A Coles spokesman said the supermarket was just countering the myth.

"Chicken in Australia has not been treated with hormones for over 40 years. However, there is still a widespread misconception among customers that they do. In fact in July last year, chicken producer Steggles commissioned a Newspoll study among 1000 people that showed that 76 per cent still believed that hormones and/or steroids were used in chicken production."

So why isn’t Coles leading the formation of public perception instead of blindly following? Because there’s a buck to be made.

Market food safety rather than fear

Coles Supermarkets is an Australian supermarket chain owned by Wesfarmers. It has 742 stores nationally and more than 93,000 employees. Coles currently has the second-largest market share behind Woolworths Supermarkets.

Coles is now using celebrity chef thingy Curtis Stone to push its ‘No Bull’ campaign, which proclaims all beef sold at Coles is free of hormone growth promotants, or HGPs – supplements of naturally occurring hormones that reduce farming costs because they cause cattle to produce more beef from less feed.

Similar marketing claims have made by Whole Foods and Chipotle in the U.S., both which suck at food safety. Tyson tried it with antimicrobials and was told by a judge to stop because of the bull involved.

Meat and Livestock Australia, which acts on behalf of 47,000 meat producers, said Coles’ marketing strategy could frighten consumers into thinking beef from cattle raised on growth-promoting hormones was unsafe, despite years of scientific testing showing it posed no risk.

The group told The Sunday Age it was too early to tell if customers had stopped buying beef from retailers other than Coles, but if the industry was forced to stop using hormones due to unwarranted fear, ramifications could be widespread.

Victorian Farmers Federation president Andrew Broad said, “They’re creating a monster in the mind of consumers that this is bad … when the reality is there are no health risks with HGPs. The campaign implies that there’s some chemical being pumped into the beef, which is just a nonsense.”

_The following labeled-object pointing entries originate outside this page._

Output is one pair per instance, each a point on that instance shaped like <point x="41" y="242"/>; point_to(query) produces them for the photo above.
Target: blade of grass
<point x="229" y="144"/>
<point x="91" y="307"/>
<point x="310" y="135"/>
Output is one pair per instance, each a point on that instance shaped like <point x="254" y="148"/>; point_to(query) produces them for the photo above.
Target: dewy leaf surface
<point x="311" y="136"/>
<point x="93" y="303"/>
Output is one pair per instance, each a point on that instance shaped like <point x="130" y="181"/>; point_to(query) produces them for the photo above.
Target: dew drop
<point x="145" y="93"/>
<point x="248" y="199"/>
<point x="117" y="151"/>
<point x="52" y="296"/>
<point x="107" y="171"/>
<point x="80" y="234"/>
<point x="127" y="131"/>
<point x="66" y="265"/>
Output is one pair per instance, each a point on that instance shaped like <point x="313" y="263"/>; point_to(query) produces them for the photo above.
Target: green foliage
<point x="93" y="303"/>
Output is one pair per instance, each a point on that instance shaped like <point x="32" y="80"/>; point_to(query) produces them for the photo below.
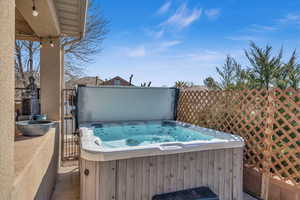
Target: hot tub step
<point x="201" y="193"/>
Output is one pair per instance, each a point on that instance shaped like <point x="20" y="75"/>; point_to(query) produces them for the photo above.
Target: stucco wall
<point x="7" y="84"/>
<point x="36" y="166"/>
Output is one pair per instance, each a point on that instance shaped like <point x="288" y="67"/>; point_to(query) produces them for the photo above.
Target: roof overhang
<point x="57" y="18"/>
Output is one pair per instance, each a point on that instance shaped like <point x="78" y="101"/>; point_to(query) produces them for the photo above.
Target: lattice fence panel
<point x="237" y="112"/>
<point x="269" y="121"/>
<point x="285" y="151"/>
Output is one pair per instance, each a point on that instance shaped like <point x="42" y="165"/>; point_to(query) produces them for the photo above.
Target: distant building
<point x="87" y="81"/>
<point x="117" y="81"/>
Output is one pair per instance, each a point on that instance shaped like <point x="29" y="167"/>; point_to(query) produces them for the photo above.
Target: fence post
<point x="268" y="146"/>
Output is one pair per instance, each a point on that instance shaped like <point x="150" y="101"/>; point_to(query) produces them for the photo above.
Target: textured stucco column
<point x="7" y="87"/>
<point x="51" y="76"/>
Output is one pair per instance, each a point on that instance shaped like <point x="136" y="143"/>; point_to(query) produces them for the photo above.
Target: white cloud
<point x="262" y="28"/>
<point x="168" y="44"/>
<point x="212" y="13"/>
<point x="183" y="17"/>
<point x="164" y="8"/>
<point x="136" y="52"/>
<point x="242" y="38"/>
<point x="290" y="18"/>
<point x="155" y="34"/>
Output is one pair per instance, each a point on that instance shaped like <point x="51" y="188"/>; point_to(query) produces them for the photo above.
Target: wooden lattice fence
<point x="269" y="121"/>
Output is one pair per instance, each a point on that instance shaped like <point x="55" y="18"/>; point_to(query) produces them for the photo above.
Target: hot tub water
<point x="141" y="134"/>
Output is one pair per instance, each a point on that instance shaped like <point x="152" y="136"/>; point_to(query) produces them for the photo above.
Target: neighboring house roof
<point x="197" y="88"/>
<point x="88" y="81"/>
<point x="112" y="81"/>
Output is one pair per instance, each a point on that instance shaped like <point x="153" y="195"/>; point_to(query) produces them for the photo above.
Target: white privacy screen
<point x="125" y="103"/>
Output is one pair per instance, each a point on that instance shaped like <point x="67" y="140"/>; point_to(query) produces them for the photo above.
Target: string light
<point x="35" y="13"/>
<point x="51" y="43"/>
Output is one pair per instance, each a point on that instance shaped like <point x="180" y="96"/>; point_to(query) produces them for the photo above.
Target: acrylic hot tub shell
<point x="143" y="171"/>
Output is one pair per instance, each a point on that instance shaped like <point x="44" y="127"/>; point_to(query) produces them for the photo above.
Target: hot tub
<point x="132" y="148"/>
<point x="123" y="140"/>
<point x="138" y="159"/>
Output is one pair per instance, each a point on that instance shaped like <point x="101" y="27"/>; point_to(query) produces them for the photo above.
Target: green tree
<point x="265" y="67"/>
<point x="231" y="74"/>
<point x="210" y="83"/>
<point x="289" y="75"/>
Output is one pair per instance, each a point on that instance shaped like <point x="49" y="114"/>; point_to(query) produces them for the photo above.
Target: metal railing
<point x="70" y="137"/>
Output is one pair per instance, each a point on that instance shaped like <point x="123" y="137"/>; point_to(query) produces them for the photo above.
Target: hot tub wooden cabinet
<point x="140" y="178"/>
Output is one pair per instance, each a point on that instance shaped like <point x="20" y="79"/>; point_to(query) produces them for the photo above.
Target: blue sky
<point x="167" y="40"/>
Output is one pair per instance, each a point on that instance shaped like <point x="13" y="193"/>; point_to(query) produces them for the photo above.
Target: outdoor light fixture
<point x="35" y="13"/>
<point x="51" y="43"/>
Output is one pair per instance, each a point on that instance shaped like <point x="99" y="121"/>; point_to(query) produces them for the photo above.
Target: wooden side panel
<point x="237" y="174"/>
<point x="107" y="183"/>
<point x="142" y="178"/>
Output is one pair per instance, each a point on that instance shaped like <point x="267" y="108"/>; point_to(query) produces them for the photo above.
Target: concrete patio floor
<point x="68" y="187"/>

Never go with the no-risk message. There are always risks, but these are miniscule compared with the risks of dangerous microorganisms associated with beef. I’m still waiting for someone to step up and market microbial food safety – so there’s fewer sick people out there.

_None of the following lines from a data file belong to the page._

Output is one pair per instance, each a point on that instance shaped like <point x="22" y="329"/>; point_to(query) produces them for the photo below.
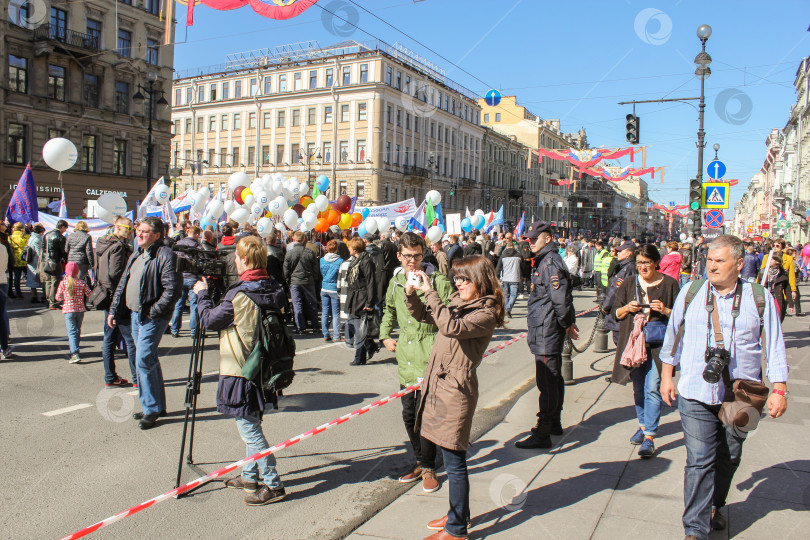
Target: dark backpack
<point x="270" y="364"/>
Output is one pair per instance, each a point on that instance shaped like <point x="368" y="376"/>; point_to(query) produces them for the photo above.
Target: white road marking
<point x="68" y="409"/>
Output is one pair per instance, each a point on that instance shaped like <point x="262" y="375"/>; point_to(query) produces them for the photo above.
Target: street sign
<point x="493" y="97"/>
<point x="716" y="169"/>
<point x="714" y="219"/>
<point x="715" y="195"/>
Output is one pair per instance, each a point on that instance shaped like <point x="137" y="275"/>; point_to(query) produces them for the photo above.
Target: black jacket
<point x="160" y="285"/>
<point x="301" y="266"/>
<point x="551" y="303"/>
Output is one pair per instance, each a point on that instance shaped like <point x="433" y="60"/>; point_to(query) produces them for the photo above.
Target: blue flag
<point x="23" y="205"/>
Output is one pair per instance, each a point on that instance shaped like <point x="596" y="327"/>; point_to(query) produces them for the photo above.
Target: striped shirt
<point x="745" y="346"/>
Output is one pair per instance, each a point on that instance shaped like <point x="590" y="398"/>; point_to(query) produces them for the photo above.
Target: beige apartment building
<point x="71" y="69"/>
<point x="382" y="123"/>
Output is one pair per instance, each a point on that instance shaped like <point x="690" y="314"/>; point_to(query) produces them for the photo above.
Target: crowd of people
<point x="435" y="306"/>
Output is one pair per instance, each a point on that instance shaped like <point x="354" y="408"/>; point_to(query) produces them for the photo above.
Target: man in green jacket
<point x="413" y="349"/>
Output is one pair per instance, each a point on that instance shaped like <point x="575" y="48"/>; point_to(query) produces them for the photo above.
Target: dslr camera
<point x="716" y="360"/>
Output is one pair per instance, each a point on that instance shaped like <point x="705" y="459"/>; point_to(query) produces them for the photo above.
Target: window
<point x="58" y="27"/>
<point x="16" y="143"/>
<point x="152" y="51"/>
<point x="122" y="97"/>
<point x="56" y="82"/>
<point x="93" y="30"/>
<point x="18" y="73"/>
<point x="120" y="157"/>
<point x="124" y="43"/>
<point x="90" y="93"/>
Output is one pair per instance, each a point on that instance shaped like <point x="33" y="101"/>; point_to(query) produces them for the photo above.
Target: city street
<point x="74" y="456"/>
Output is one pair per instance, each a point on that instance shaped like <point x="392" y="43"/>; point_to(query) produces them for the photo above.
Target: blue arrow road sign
<point x="492" y="98"/>
<point x="716" y="169"/>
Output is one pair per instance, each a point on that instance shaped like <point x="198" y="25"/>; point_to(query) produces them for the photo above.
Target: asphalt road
<point x="73" y="455"/>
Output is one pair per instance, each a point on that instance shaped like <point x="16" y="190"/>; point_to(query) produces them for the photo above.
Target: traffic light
<point x="632" y="129"/>
<point x="695" y="193"/>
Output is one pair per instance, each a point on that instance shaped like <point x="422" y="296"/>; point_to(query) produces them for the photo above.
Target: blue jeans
<point x="4" y="329"/>
<point x="510" y="291"/>
<point x="647" y="394"/>
<point x="712" y="456"/>
<point x="112" y="336"/>
<point x="250" y="429"/>
<point x="177" y="319"/>
<point x="146" y="335"/>
<point x="330" y="303"/>
<point x="455" y="465"/>
<point x="305" y="306"/>
<point x="73" y="321"/>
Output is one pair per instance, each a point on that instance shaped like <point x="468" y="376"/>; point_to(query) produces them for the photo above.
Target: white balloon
<point x="291" y="218"/>
<point x="60" y="154"/>
<point x="433" y="196"/>
<point x="162" y="193"/>
<point x="371" y="225"/>
<point x="402" y="223"/>
<point x="321" y="202"/>
<point x="240" y="215"/>
<point x="109" y="206"/>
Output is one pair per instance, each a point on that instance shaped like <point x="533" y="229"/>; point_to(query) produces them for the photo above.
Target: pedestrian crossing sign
<point x="715" y="195"/>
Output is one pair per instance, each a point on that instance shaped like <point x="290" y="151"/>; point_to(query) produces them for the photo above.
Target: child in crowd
<point x="72" y="293"/>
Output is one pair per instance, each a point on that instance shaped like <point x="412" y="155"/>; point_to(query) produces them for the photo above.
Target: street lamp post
<point x="138" y="99"/>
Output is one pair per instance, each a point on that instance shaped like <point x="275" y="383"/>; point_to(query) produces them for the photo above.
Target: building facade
<point x="384" y="124"/>
<point x="71" y="69"/>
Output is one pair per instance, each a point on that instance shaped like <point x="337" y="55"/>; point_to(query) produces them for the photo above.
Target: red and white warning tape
<point x="286" y="444"/>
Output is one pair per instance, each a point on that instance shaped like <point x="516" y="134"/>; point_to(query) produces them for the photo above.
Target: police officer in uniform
<point x="626" y="269"/>
<point x="551" y="316"/>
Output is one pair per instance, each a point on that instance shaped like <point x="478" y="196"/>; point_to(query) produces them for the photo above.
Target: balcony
<point x="68" y="39"/>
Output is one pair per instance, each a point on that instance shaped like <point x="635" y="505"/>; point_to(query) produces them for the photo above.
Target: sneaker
<point x="647" y="448"/>
<point x="412" y="476"/>
<point x="265" y="495"/>
<point x="429" y="481"/>
<point x="238" y="483"/>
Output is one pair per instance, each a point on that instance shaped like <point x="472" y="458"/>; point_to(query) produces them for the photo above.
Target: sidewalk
<point x="593" y="485"/>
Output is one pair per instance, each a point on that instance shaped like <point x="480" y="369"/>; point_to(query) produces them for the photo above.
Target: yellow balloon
<point x="345" y="221"/>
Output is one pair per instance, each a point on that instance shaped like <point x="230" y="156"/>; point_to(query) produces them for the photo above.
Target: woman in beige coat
<point x="450" y="389"/>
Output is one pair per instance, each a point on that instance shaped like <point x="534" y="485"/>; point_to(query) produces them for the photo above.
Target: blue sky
<point x="574" y="61"/>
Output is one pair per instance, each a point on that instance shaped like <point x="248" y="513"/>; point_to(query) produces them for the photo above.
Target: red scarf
<point x="256" y="274"/>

Simon Berger of Woolworths, rightly dismissed the campaign as “a supermarket gimmick that will be bad for the environment and bad for Australian farmers,” and that it would not follow Coles’ hucksterism.

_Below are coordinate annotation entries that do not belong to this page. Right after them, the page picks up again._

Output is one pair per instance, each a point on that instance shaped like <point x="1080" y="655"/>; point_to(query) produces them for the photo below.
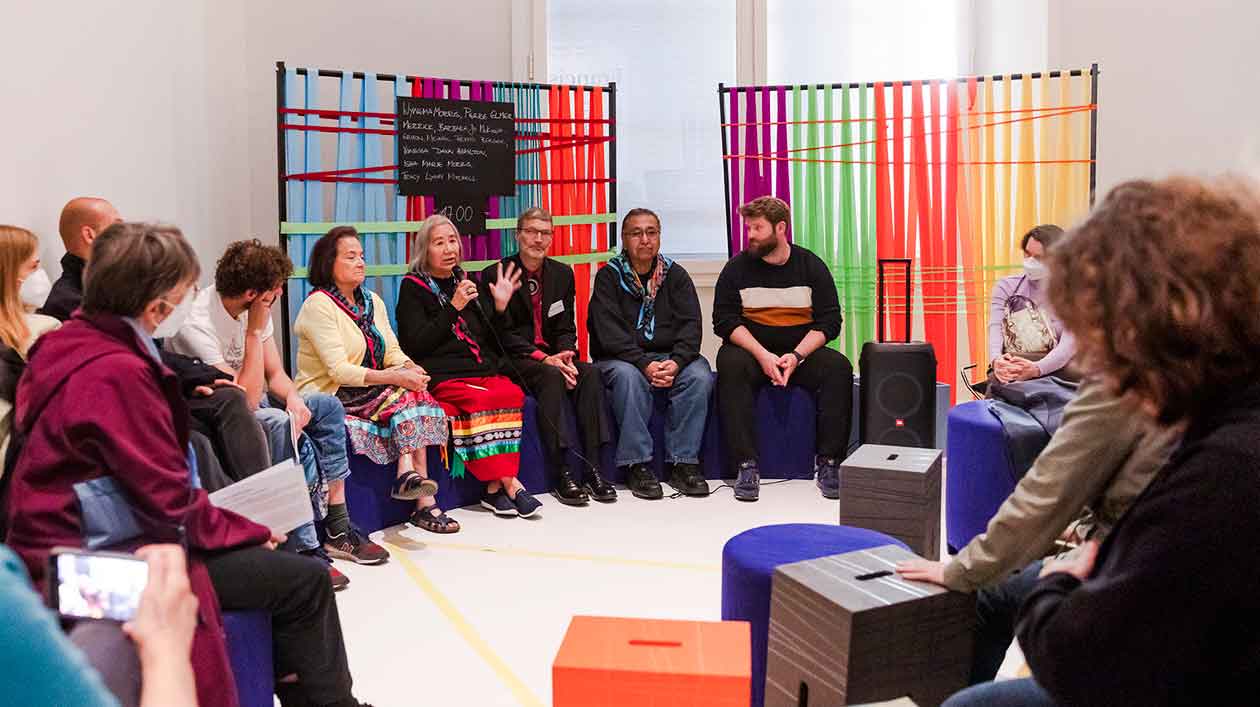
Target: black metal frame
<point x="722" y="90"/>
<point x="878" y="295"/>
<point x="281" y="144"/>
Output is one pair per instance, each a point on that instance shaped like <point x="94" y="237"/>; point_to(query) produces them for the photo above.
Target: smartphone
<point x="96" y="585"/>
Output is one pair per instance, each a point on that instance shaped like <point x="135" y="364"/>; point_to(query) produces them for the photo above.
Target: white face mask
<point x="169" y="327"/>
<point x="34" y="289"/>
<point x="1035" y="269"/>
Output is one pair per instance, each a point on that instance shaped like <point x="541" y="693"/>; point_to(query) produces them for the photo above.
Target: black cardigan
<point x="1171" y="614"/>
<point x="610" y="320"/>
<point x="426" y="337"/>
<point x="560" y="330"/>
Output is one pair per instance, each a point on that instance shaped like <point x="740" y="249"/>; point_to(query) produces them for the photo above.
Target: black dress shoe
<point x="599" y="488"/>
<point x="566" y="489"/>
<point x="687" y="480"/>
<point x="643" y="483"/>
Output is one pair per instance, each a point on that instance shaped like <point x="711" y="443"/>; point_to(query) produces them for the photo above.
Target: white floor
<point x="476" y="618"/>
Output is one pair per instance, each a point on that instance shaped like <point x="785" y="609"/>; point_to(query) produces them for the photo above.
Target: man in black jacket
<point x="219" y="411"/>
<point x="541" y="340"/>
<point x="645" y="333"/>
<point x="775" y="306"/>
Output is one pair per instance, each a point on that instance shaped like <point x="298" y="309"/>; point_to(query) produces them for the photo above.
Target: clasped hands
<point x="1008" y="368"/>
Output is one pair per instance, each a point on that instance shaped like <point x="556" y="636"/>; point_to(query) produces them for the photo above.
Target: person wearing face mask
<point x="347" y="348"/>
<point x="223" y="425"/>
<point x="1026" y="339"/>
<point x="23" y="287"/>
<point x="101" y="377"/>
<point x="445" y="324"/>
<point x="229" y="328"/>
<point x="542" y="340"/>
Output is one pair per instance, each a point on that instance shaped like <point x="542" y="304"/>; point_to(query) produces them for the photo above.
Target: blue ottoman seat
<point x="749" y="562"/>
<point x="978" y="473"/>
<point x="248" y="638"/>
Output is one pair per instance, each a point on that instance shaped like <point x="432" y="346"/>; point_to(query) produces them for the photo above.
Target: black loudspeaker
<point x="897" y="400"/>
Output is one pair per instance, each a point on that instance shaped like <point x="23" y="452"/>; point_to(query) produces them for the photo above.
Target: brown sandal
<point x="434" y="519"/>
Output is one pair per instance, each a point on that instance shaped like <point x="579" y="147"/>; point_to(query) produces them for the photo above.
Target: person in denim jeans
<point x="229" y="327"/>
<point x="644" y="325"/>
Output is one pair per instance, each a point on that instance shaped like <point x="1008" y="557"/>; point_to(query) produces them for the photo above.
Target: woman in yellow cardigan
<point x="345" y="347"/>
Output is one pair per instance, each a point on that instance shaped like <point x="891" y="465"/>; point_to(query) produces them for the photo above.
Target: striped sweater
<point x="779" y="304"/>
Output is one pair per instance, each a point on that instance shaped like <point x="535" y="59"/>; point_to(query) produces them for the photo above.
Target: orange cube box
<point x="612" y="662"/>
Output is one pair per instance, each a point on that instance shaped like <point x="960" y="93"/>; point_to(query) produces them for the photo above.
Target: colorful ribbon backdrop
<point x="949" y="174"/>
<point x="565" y="156"/>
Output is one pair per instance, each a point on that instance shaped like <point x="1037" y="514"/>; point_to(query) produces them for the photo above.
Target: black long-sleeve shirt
<point x="779" y="304"/>
<point x="1171" y="614"/>
<point x="611" y="318"/>
<point x="426" y="337"/>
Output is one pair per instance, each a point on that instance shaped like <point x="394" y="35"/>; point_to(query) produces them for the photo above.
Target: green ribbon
<point x="402" y="269"/>
<point x="403" y="226"/>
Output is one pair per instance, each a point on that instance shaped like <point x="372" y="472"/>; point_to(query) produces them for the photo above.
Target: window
<point x="667" y="59"/>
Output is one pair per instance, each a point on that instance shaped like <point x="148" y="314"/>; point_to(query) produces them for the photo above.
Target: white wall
<point x="168" y="107"/>
<point x="1177" y="86"/>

“We have absolute confidence in the Australian beef industry … We have no plans to dictate to them how it’s produced. Removing technology means you need more cattle, eating more food, on more land, producing more methane over more time to produce the same beef. Someone will pay for that – either farmers or customers, as well as the environment.”

Coles spokesman Jim Cooper defended the campaign, and stressed that Coles wasn’t saying HGP-raised beef was unsafe, it was saying that HGP-free beef was of a higher quality and tasted better, adding, “We are doing what we need to do to improve the quality of beef we sell to customers and that’s all this is about for us.”

But nothing to improve the microbial safety of beef Coles sells to consumers.

CSIRO Professor Alan Bell confirmed there was no proof that HGPs in beef posed a health threat to consumers. But a recent CSIRO study, published in the journal Animal Production Science, supports Coles’ assertion that HGP-free beef is more tender. The study found the hormones had a ”negative influence” on tenderness, taste and quality.

HGPs have been used in Australia since 1979, and about 40 per cent of cattle are now implanted with slow-release HGPs, which add an estimated $210 million in production gains to the Australian beef industry each year.

The group said the amount of hormones found in HGP-raised beef was far lower than the level of hormones naturally occurring in many foods. One egg contained about the same amount of estrogen as 77 kilograms of beef.